Sample Weights#
Not all samples are created equal, some are more important than others. When training a model, you might want some samples to appear more often, some less often, and some not at all. This is where sample weights come in.
When to use sample weights#
Sample weights can be useful in a variety of scenarios. For example, you might want to:
Balance your dataset by giving more weight to underrepresented classes or properties
Focus on samples that are more difficult for your model
Ignore samples that are irrelevant to your current task
Start training with a small labelled subset of your data and gradually label and include more samples as the model improves
Modifying weights in the 3LC dashboard#
When viewing a Table
or Run
in the 3LC dashboard, you will see a column labelled “weight”, with its value set to 1
for all rows by default.

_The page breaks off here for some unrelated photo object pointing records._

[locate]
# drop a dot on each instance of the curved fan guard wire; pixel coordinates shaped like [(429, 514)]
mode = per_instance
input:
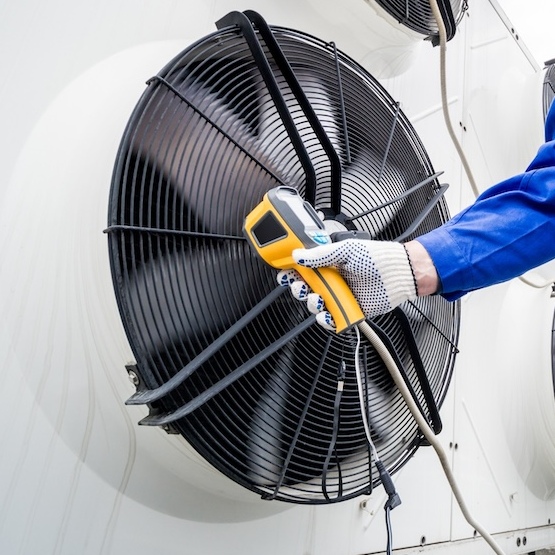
[(417, 14), (201, 148)]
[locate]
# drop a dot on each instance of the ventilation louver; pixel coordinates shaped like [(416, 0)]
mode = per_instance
[(417, 15), (224, 356)]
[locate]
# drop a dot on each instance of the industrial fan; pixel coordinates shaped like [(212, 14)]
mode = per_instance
[(224, 356), (417, 15)]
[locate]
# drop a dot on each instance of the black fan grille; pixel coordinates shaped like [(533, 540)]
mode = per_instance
[(417, 14), (548, 87), (201, 148)]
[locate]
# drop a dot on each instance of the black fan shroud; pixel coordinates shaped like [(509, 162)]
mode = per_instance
[(201, 148)]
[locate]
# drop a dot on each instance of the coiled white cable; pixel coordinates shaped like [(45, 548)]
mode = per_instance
[(381, 349)]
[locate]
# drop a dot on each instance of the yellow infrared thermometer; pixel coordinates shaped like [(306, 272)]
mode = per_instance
[(282, 222)]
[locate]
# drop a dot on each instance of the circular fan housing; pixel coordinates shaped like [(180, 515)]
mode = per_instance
[(223, 356)]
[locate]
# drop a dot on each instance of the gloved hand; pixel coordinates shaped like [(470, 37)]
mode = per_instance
[(379, 274)]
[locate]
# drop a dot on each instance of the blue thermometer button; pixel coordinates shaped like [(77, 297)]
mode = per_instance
[(320, 238)]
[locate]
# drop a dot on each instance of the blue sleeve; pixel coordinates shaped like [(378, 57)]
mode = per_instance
[(509, 230)]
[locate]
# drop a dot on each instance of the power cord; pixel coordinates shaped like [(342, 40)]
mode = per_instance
[(429, 434), (393, 499)]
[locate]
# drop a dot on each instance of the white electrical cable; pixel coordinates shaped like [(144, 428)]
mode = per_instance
[(381, 349), (361, 398), (444, 103)]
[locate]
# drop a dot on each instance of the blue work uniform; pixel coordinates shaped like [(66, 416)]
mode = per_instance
[(509, 230)]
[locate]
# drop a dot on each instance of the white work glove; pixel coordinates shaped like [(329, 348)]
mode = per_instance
[(378, 273)]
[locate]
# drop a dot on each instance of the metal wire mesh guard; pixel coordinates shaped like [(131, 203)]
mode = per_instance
[(223, 356)]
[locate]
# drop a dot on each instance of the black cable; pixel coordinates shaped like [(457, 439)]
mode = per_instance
[(388, 529)]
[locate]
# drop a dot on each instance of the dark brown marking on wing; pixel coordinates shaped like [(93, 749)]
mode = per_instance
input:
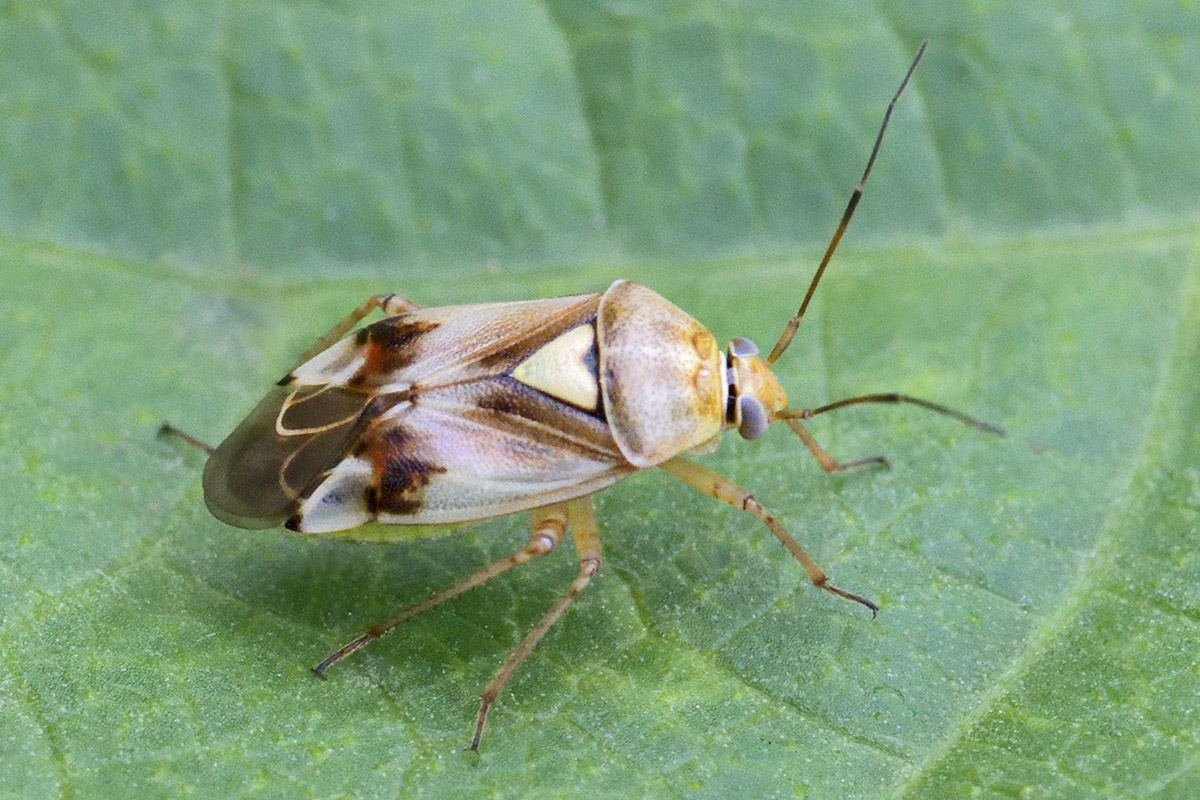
[(389, 346), (517, 409), (401, 475)]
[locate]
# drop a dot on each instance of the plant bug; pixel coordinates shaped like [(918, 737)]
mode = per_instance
[(433, 417)]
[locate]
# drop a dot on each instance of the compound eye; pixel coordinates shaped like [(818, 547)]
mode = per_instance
[(743, 348), (754, 416)]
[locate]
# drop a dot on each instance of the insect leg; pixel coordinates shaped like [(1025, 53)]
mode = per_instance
[(586, 533), (547, 528), (715, 485), (390, 304)]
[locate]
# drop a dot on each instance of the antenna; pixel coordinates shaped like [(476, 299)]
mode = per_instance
[(785, 338)]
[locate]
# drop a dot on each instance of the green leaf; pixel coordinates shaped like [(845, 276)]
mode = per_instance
[(191, 193)]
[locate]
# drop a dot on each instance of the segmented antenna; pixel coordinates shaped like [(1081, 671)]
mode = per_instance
[(785, 338)]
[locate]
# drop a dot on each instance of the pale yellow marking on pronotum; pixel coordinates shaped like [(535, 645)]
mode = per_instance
[(562, 368)]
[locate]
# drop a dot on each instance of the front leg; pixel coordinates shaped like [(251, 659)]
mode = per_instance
[(723, 488)]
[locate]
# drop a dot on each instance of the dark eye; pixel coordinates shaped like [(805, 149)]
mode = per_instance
[(754, 416)]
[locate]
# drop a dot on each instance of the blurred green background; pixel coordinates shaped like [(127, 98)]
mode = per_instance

Increasing this value tells 3LC that you want to see this sample more often, and decreasing it
tells 3LC that you want to see it less often. Setting the value to 0 tells 3LC to ignore the sample during training
entirely. Like all other value modifications in the Dashboard, weights can be updated on selections of multiple rows at
once.
Using weights during training#
Having edited the weights of a Table in the 3LC dashboard, you probably want to try them out in a new Run. The exact
syntax for enabling sample weights during training will depend based on the library or integration you are using. If you
are using a PyTorch DataLoader, for example, you can use your Table to create a Sampler
object and pass it to the
DataLoader, as shown in the following example:
from torch.utils.data import DataLoader
import tlc
dataset = ...
# A table with .latest() will use the latest revision of the table,
# which includes the weights you set in the 3LC dashboard
table = tlc.Table.from_torch_dataset(dataset, table_name="example_table").latest()
# Pass the output of table.create_sampler() to the sampler argument of the DataLoader
dataloader = DataLoader(dataset, sampler=table.create_sampler())
The create_sampler
method
returns a Sampler
object that can be used to sample from the dataset with the weights you set in the 3LC dashboard.
This method can also take additional arguments to control the behavior of the sampler.
Using weights during metrics collection#
When collecting metrics with 3LC, metrics will be collected for all samples by default, regardless of their weight. Just
like using sample weights for training, the syntax for using sample weights during metrics collection will depend on the
library or integration you are using. If you are using the
collect_metrics
function in your code, you can use the
exclude_zero_weights
argument to exclude samples with a weight of 0 from the metrics collection. If set, these samples
will not appear in the generated Run in the Dashboard.